The author recalls a polyhedral Morse theory that is based on an index for critical points. On a 2-dimensional surface the index is +1 for minima and maxima, and it is \(-1\) for ordinary saddle points, \(-2\) for a monkey saddle, \(-3\) for a dog saddle and so on, as described by \textit{T. F. Banchoff} [Am. Math.
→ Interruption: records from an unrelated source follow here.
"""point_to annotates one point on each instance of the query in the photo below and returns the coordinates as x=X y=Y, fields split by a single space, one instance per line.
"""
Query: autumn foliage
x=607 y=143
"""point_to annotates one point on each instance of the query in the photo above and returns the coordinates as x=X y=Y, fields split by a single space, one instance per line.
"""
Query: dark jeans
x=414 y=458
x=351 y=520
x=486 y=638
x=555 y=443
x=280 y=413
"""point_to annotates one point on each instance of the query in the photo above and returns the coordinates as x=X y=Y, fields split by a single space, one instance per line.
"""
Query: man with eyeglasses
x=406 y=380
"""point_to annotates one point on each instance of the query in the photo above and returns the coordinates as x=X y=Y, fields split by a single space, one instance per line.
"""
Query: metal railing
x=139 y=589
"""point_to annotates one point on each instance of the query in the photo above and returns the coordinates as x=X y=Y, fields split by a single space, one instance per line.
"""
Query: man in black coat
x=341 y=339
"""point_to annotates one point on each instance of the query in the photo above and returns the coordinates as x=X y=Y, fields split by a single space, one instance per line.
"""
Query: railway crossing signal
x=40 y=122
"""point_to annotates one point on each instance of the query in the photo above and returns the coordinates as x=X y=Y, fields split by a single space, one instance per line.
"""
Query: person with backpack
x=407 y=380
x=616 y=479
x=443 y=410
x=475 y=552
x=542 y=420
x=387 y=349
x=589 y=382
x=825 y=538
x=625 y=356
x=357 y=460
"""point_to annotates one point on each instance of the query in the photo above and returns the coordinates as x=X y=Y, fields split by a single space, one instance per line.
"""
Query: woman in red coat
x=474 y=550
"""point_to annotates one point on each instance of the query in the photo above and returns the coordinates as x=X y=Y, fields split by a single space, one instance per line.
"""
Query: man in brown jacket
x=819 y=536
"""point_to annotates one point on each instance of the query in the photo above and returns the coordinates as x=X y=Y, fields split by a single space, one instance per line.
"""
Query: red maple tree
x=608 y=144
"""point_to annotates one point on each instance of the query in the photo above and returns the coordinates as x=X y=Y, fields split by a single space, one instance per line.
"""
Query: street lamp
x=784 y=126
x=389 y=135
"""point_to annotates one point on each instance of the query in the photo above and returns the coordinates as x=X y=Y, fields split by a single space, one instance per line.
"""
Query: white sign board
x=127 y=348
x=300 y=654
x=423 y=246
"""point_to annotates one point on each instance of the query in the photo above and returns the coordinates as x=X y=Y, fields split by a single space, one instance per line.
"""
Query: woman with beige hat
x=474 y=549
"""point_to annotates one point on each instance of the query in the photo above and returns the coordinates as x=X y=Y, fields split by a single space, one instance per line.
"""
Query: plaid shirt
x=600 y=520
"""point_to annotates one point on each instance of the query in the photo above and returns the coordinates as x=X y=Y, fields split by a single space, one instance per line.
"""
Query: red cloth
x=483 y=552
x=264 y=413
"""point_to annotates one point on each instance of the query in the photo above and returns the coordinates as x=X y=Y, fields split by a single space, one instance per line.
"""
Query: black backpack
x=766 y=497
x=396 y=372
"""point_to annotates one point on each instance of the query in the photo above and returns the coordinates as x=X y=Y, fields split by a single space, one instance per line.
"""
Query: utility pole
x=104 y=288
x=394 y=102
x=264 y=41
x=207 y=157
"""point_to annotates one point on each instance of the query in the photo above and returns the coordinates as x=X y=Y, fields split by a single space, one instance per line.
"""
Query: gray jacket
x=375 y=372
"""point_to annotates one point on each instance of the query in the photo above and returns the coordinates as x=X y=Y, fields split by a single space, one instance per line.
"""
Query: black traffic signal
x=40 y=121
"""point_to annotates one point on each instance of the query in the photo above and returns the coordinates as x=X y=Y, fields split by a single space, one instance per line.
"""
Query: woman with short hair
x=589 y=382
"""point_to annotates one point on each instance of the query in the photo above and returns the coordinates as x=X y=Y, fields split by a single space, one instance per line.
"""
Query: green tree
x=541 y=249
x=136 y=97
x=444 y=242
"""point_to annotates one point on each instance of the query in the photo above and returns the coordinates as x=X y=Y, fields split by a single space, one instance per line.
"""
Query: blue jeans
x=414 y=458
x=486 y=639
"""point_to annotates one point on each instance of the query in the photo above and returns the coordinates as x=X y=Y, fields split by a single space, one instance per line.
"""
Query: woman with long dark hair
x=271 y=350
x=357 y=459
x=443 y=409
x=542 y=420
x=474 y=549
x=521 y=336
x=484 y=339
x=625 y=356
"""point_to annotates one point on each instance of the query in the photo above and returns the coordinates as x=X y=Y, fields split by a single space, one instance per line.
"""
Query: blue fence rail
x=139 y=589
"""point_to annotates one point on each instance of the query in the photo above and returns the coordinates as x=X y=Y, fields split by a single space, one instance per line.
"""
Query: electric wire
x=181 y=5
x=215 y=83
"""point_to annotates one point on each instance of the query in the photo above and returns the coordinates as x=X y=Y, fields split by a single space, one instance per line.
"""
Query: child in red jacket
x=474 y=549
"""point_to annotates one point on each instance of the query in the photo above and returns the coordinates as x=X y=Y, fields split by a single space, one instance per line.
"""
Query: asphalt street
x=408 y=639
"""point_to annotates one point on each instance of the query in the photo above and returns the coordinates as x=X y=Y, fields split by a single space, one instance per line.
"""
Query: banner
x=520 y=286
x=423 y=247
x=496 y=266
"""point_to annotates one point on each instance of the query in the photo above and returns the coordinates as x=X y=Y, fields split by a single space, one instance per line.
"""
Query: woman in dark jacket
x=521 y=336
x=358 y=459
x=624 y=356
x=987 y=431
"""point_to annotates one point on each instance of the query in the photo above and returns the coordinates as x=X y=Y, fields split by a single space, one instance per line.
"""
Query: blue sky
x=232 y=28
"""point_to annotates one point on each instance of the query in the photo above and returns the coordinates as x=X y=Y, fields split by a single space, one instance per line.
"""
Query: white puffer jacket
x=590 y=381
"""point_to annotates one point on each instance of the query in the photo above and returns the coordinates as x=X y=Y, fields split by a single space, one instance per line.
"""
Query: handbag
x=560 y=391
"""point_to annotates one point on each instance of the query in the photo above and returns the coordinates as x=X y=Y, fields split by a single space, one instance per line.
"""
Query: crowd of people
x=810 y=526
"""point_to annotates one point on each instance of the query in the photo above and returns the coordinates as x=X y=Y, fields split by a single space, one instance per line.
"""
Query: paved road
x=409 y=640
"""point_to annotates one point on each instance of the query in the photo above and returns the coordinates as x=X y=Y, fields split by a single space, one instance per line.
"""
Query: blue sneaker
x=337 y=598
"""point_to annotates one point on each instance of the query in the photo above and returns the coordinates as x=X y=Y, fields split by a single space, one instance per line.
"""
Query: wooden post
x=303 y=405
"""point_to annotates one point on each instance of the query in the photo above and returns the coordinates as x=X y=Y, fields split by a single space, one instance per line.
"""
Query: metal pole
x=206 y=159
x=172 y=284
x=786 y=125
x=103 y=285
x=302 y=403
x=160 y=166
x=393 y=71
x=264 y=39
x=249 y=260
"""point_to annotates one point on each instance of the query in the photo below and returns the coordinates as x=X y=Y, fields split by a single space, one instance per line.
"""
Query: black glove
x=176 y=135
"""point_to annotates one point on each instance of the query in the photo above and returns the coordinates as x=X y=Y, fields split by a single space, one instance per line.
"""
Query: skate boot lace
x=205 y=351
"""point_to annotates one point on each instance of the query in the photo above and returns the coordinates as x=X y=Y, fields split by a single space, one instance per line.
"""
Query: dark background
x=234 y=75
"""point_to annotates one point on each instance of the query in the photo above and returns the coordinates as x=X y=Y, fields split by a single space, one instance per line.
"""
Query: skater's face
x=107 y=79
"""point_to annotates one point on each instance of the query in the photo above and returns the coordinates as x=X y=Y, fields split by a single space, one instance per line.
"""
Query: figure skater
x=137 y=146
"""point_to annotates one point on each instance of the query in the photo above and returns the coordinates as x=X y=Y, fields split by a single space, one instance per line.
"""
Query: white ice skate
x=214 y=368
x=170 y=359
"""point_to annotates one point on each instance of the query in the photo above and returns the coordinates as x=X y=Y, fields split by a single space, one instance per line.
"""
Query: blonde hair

Mon. 77, 475--485 (1970; Zbl 0191.52801)]. The barycentric subdivision of the underlying complex makes the function into a discrete Morse function in the sense of R. Forman, and critical cells in Forman's sense correspond to critical barycentres in Banchoff's sense. This correspondence is attributed to E. Bloch. While networks are considered as graphs, hypernetworks are considered as hypergraphs and, ultimately, as simplicial complexes. This article aims at a persistent homology scheme for networks and hypernetworks. Among other tools, Forman's discrete Ricci curvature is used. However, the real applications are only promised in a section ``Discussion and future work''. Concerning various versions of PL Morse theory, the reader may compare the forthcoming paper by \textit{R. Grunert} et al. [Adv. Geom. 23, No. 1, 135--150 (2023; Zbl 07655032)].